Da cuore sportivo a parcheggio senza identità; promesse mancate, atti amministrativi e uso stagionale, l’impianto di Santa Severa resta un caso irrisolto lungo oltre 15 anni

A Santa Severa c’è un’area pubblica che racconta più di tante dichiarazioni politiche: il campo sportivo di via Cartagine, un tempo impianto comunale attivo e oggi spazio sospeso tra abbandono, parcheggio e ipotesi di rilancio mai compiute.
I documenti raccontano una storia precisa almeno fino al 2011. In quegli anni il campo – noto come “Maurizio Astolfi” – era pienamente operativo: concessioni attive, bandi pubblici per la gestione, lavori di manutenzione e persino il potenziamento dell’illuminazione.
Non un’area marginale, ma un’infrastruttura sportiva centrale per il territorio.

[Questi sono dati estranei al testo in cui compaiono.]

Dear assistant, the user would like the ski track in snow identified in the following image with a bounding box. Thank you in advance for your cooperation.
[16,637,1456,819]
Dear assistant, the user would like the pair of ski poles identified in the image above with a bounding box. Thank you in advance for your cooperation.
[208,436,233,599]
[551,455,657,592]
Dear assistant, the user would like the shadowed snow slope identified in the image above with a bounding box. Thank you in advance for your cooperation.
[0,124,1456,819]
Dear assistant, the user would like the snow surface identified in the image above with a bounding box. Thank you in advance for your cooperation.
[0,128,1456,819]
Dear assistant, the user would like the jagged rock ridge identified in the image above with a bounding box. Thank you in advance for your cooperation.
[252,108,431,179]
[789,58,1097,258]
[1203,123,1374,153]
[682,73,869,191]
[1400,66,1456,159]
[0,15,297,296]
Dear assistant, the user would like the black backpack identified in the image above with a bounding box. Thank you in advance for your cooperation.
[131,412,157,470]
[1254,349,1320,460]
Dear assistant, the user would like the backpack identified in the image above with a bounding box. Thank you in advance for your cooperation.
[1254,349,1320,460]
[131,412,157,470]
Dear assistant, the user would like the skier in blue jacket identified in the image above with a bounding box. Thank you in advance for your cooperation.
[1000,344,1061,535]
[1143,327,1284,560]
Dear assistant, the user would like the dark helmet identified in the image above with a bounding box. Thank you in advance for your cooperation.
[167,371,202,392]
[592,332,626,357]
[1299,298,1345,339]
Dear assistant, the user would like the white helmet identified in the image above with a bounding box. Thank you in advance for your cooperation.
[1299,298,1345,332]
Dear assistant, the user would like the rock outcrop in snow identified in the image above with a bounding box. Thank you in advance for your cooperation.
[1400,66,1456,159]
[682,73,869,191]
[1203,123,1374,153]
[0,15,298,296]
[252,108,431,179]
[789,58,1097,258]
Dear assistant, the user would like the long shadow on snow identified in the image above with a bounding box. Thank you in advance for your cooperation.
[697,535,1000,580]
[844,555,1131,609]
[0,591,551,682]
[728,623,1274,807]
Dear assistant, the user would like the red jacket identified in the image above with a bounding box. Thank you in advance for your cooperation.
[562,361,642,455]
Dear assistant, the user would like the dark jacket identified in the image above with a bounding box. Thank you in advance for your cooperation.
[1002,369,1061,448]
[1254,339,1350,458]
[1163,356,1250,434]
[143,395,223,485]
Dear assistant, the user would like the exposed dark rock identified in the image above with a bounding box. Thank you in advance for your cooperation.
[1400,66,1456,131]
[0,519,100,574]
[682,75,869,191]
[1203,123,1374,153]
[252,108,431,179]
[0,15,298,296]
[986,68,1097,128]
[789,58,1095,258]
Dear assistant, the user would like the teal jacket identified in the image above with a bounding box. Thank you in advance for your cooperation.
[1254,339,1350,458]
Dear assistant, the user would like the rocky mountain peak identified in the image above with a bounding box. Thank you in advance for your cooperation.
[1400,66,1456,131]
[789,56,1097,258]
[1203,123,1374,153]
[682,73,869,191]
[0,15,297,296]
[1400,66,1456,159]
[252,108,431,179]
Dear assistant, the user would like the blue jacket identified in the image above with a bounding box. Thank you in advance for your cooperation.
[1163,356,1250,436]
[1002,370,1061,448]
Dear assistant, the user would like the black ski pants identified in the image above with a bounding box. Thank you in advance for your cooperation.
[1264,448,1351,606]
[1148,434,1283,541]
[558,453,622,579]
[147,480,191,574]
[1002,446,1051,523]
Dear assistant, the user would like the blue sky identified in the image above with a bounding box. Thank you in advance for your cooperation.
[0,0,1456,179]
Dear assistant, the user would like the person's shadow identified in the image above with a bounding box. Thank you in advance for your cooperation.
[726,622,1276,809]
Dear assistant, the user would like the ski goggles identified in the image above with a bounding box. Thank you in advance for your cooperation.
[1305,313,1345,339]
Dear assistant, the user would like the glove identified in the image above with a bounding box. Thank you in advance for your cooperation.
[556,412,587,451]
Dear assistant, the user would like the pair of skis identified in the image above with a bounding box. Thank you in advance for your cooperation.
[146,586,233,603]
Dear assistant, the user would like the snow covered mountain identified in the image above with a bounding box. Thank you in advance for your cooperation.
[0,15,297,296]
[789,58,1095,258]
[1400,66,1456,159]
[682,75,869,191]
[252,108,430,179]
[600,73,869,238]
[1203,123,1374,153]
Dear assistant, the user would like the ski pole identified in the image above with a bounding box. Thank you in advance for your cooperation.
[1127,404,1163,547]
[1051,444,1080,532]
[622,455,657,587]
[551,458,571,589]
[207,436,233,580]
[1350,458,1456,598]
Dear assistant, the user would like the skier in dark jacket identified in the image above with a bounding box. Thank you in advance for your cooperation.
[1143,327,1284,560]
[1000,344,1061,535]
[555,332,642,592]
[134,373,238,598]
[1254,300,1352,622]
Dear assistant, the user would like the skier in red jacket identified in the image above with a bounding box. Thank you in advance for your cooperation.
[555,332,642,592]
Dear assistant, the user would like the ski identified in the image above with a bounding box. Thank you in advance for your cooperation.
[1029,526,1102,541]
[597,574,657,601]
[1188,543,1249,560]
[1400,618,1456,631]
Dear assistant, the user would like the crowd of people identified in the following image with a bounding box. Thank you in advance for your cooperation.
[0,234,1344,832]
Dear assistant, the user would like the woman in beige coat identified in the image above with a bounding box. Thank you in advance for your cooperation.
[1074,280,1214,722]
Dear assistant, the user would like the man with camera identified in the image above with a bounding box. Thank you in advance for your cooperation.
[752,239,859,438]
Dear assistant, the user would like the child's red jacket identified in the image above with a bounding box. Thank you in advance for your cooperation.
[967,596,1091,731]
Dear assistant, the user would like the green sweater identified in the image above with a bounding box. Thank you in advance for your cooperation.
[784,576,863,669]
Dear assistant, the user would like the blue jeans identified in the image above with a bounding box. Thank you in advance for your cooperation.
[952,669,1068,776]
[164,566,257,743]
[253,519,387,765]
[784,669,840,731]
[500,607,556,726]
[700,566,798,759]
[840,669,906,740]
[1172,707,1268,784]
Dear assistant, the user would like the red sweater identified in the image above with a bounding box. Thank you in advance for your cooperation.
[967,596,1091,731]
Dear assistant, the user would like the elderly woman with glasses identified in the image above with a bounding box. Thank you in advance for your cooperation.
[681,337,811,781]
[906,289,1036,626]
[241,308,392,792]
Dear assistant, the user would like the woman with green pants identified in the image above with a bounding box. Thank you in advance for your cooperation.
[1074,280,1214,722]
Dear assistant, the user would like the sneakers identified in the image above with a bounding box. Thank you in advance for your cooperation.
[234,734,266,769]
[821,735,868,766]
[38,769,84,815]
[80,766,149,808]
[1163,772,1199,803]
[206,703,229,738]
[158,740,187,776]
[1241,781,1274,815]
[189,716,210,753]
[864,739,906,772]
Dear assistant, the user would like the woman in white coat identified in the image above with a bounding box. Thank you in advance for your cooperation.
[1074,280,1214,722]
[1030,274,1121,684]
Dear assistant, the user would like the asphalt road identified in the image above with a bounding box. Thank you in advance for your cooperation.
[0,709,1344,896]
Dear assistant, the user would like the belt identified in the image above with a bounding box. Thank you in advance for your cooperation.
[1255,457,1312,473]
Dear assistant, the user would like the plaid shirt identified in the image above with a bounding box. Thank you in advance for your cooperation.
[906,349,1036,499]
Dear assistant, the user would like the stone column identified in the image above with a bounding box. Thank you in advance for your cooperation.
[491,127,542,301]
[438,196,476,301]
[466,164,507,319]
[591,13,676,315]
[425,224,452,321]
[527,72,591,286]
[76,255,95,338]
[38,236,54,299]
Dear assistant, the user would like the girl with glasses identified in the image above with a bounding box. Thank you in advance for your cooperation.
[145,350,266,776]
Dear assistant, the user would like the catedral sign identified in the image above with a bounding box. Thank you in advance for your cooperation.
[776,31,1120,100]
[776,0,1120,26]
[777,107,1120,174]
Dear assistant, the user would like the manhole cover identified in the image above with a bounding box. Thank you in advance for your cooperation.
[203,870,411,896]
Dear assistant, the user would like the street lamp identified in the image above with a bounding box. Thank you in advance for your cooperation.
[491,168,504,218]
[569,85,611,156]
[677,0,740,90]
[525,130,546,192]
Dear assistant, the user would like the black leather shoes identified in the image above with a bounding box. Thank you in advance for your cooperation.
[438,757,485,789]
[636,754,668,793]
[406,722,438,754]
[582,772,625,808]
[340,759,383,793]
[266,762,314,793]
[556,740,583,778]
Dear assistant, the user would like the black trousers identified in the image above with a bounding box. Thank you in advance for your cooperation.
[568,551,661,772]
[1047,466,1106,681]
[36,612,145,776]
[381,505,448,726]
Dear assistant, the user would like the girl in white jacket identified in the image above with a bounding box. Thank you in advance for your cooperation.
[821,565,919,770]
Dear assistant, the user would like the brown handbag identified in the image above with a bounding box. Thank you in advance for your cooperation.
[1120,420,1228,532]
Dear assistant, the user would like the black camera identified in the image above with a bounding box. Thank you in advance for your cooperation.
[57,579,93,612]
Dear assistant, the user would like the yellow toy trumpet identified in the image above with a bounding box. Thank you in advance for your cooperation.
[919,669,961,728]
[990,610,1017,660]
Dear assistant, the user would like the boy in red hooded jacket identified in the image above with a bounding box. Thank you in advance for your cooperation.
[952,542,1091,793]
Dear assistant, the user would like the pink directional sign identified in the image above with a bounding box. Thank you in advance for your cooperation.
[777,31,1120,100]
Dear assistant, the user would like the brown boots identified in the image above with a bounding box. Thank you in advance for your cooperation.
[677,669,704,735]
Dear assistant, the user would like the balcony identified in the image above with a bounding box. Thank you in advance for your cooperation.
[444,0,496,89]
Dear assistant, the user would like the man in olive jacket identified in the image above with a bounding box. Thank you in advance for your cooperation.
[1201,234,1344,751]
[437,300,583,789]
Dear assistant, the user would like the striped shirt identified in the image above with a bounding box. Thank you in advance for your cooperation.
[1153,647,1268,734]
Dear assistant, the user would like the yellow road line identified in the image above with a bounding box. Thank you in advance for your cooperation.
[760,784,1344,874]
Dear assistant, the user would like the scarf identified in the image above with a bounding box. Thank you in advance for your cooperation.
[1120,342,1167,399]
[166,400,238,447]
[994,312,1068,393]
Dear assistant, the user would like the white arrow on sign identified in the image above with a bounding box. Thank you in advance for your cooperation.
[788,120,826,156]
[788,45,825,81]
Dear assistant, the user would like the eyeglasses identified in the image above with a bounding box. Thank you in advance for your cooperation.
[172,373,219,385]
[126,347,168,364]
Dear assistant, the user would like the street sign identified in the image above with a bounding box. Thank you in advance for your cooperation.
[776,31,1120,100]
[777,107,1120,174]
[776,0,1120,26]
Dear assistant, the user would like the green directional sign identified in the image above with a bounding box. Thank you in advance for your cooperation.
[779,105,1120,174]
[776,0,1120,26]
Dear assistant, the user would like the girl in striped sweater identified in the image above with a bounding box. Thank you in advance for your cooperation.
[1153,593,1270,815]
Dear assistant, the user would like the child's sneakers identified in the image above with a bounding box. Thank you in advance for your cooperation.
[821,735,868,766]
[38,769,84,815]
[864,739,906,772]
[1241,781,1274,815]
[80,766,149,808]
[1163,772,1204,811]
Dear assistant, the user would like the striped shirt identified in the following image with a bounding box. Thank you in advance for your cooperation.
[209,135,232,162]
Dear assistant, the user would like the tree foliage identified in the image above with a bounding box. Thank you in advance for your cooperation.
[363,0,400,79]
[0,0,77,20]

Per anni è stato il punto di riferimento del calcio locale, con attività agonistiche e giovanili del Santa Severa Soccer fino al 2017. Poi qualcosa si rompe.
L’impianto entra in crisi quando emergono criticità sulla sicurezza: tribune e spogliatoi fuori norma. Dopo segnalazioni e controlli, arriva la chiusura disposta dal Commissario Prefettizio.
Da quel momento il campo smette di essere vissuto come spazio sportivo e inizia una fase di incertezza totale.

Nel 2018, in piena campagna elettorale, Pietro Tidei promette la riapertura rapida dell’impianto e il rilancio dello sport cittadino. Ma, a distanza di anni dalla vittoria elettorale, il campo resta fermo.
Già prima della chiusura si era consolidata una pratica ambigua: durante l’estate l’area veniva utilizzata come parcheggio per la spiaggia.
Una gestione finita al centro di polemiche e segnalazioni per presunte irregolarità, anche fiscali.
Probabilmente anche questo costò la delega allo sport a Stefano Toppi, ritirata dal Sindaco Bacheca.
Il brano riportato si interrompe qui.